Na época do regime militar, tornaram-se famosas as notas oficiais das Forças Armadas alardeando que estavam “unidas e coesas” em torno dos ideais revolucionários. O pau cantava nos quartéis onde militares da linha dura e distensionistas se digladiavam para definir se endureciam mais ainda o regime ou se faziam um mínimo de abertura.
Para o consumo externo, oficiais de alta patente vendiam a imagem da união de propósitos. Diziam que as notícias de forte luta interna nos meios castrenses não passavam de fofocas e de intrigas insufladas pela subversão e por uma imprensa maledicente, interessadas em promover a cizânia no seio das gloriosas Forças Armadas.
Em um país de imprensa amordaçada, era essencial saber interpretar as entrelinhas dos comunicados militares, não deixar se iludir. Nas fotos do 7 de Setembro os três ministros militares apareciam no mesmo palanque para dar uma demonstração de sua unidade e patriotismo.
Neste 7 de Setembro a presidente da República e seu vice estiveram no mesmo palanque em Brasília para demonstrar o quanto estão “unidos e coesos”. Michel Temer foi mais longe: divulgou uma nota oficial para vociferar contra as “intrigas” e dar uma resposta dura a quem lhe chamou de golpista, acusando-o de conspirar contra Dilma Rousseff.
De novo, é preciso não se iludir pela foto meramente protocolar. E saber interpretar o texto de Temer. Sua afirmação de que trabalhará com Dilma até que 2018 os separe poderia ser entendida como tautológica. Mas não é. Ela é a própria confissão do fosso que há entre a presidente e o seu vice, a cada dia mais profundo.

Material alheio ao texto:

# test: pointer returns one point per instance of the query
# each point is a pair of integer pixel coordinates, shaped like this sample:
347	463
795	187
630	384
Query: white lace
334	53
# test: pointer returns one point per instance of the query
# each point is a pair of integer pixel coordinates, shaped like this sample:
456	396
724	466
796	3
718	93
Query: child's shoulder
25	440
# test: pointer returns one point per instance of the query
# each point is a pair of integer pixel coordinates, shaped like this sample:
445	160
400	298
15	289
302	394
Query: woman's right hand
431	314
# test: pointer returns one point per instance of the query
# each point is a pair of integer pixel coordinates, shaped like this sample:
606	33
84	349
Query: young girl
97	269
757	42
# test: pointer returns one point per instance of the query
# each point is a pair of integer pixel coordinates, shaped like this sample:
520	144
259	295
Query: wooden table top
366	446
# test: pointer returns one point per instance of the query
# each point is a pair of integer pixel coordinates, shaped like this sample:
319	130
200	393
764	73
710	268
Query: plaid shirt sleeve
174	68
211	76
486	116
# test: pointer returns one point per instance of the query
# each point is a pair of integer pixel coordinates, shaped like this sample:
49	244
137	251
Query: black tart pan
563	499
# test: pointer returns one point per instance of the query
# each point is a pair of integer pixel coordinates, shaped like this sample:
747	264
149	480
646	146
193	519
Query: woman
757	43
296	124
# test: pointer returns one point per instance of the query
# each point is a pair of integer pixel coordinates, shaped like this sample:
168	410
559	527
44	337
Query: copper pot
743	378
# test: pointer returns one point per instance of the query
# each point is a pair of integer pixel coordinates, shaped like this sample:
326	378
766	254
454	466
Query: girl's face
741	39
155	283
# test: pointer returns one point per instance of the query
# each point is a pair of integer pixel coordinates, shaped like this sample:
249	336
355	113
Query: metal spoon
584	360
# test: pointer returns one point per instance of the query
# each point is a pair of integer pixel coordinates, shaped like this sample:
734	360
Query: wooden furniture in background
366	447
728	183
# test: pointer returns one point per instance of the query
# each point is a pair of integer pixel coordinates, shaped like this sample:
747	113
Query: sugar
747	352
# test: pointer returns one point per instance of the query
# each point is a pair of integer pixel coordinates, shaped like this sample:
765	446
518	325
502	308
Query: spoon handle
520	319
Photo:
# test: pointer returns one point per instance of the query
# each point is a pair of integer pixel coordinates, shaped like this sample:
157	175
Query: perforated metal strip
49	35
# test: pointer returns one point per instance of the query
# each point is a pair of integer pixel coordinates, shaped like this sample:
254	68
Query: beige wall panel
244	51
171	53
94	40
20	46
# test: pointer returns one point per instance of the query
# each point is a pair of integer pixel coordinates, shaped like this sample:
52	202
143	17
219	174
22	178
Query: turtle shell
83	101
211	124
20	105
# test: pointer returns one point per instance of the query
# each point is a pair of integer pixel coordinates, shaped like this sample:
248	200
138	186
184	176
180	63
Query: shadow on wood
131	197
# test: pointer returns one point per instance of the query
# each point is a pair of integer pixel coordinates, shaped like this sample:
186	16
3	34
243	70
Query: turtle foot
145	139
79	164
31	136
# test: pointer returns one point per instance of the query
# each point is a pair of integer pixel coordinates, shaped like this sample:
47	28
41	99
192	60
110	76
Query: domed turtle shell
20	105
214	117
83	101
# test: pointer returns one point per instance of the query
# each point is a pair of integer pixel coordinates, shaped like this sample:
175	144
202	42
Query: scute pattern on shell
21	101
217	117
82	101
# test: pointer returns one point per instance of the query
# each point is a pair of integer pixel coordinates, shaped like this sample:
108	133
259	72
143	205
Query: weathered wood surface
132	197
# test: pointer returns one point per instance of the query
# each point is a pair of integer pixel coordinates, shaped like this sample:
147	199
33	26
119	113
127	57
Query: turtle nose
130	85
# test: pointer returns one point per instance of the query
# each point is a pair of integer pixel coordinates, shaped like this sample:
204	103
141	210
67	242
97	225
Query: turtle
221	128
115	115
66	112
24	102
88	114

Não se trata de atribuir incursões conspiratórias a ninguém. Mas é inegável que vivemos uma situação esdrúxula, para dizer o mínimo.
De um lado, temos uma presidente extremamente enfraquecida, quase clandestina, separada do povo por muralhas, até de metais como se viu no feriado; com uma base balcanizada e uma equipe ministerial semelhante à Torre de Babel. Cada ministro fala a própria língua e ninguém se entende.
De outro, nunca vimos um vice-presidente tão proativo, operando à revelia e com autonomia de sua superior hierárquica. Quanto mais Dilma se enfraquece, mais Michel Temer opera no limite da liturgia do seu cargo, apresentando-se como porta-voz do empresariado, como o avalista da estabilidade e da institucionalidade.
Ao mesmo tempo, Temer é semi-governista e semi-oposicionista, ainda que de uma oposição leal à sua majestade.
O vice-presidente ofusca a primeira mandatária. Constrói uma imagem antagônica à de Dilma. Está sempre na mídia de forma positiva, como o ponderado, como o construtor de pontes, com vistas a se viabilizar como polo aglutinador de um novo bloco de poder, para o pós-Dilma.
Já a presidente é aquela reclusa contraditória. Não pode, sequer, falar em rede nacional de TV, sob pena de ser alvo de imenso panelaço. E quando aparece na mídia é de forma negativa, tendo de praticar contorcionismos para explicar os ziguezagues de seu governo e o “pega pra capar” de sua equipe econômica.
Para desgraça de Dilma, seu vice é muito mais articulado do que boa parte dos políticos que a cercam. Em certo sentido, expressa a média do PMDB, essa espécie frente de caciques regionais. Tem ainda a simpatia das chamadas forças produtivas, particularmente da indústria paulista. Sabe fazer política, essa arte que não foi feita para amadores.
Pode ser o fator de desequilíbrio do jogo. É isto que a presidente mais teme, sem nenhum trocadilho com o nome do vice. Daí aceitar bailar com Michel Temer.
Nessa dança, ela engole sapo e ele estica a corda o máximo possível. Um finge que apoia o governo e a outra finge que acredita. O minueto caboclo tem tudo para acabar em divórcio, apesar das juras do casal de que estão unidos e coesos.